Policjant poinformował, że w trakcie akcji zatrzymano cztery osoby. Wśród zatrzymanych był 35-letni Hubert K., uważany przez śledczych za pomysłodawcę przestępstwa, oraz 32-letni Michał S., który miał pomagać 35-latkowi w wymuszeniu rozbójniczym. Podczas zatrzymania funkcjonariusze przeszukali między innymi pojazd oraz miejsca pobytu użytkowane przez podejrzanych.
„Śledczy będą teraz dokładnie wyjaśniać wszystkie okoliczności sprawy” – zaznaczył mł. asp.
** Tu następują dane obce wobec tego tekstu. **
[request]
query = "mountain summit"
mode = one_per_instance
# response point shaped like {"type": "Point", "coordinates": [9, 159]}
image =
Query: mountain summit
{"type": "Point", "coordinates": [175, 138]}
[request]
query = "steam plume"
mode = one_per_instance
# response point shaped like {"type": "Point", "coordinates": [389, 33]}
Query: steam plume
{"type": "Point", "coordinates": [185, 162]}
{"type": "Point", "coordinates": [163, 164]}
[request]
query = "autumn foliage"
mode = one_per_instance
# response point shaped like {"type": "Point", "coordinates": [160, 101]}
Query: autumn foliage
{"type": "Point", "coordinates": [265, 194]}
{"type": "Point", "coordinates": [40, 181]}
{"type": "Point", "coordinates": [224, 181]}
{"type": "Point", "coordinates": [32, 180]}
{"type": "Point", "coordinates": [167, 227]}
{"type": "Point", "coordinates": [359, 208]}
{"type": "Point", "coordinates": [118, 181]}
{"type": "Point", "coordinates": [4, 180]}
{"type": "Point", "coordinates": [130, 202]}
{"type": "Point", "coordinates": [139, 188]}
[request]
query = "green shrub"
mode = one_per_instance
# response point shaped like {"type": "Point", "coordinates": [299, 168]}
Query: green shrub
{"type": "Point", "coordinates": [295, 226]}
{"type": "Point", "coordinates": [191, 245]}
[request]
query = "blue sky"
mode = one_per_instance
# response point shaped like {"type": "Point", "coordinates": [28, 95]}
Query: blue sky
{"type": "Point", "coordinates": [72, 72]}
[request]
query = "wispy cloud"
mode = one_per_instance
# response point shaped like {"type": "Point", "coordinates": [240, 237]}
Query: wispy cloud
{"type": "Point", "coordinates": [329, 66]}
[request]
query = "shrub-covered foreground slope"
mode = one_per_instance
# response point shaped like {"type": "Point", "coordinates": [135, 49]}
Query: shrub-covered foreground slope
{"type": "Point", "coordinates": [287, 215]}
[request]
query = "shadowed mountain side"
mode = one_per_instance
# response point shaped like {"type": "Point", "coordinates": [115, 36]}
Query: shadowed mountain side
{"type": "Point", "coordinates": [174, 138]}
Paweł Żukiewicz.
Zatrzymani zostali doprowadzeni do Prokuratury Okręgowej w Warszawie, która nadzoruje śledztwo w sprawie wymuszenia rozbójniczego.
„Prokurator przedstawił podejrzanemu Hubertowi K. zarzut wymuszenia rozbójniczego, zaś Michał S. usłyszał zarzut udzielenia pomocy przy wymuszeniu rozbójniczym” – poinformowała rzeczniczka Prokuratury Krajowej Ewa Bialik.
Sąd zdecydował o tymczasowym aresztowaniu Huberta K. na trzy miesiące, natomiast Michał S. został objęty dozorem policji. Trzeci z zatrzymanych usłyszał zarzut fałszowania dokumentów, a ostatni po przesłuchaniu został zwolniony do domu.
Za zarzucane przestępstwo Hubertowi K. i Michałowi S. może grozić do 10 lat więzienia.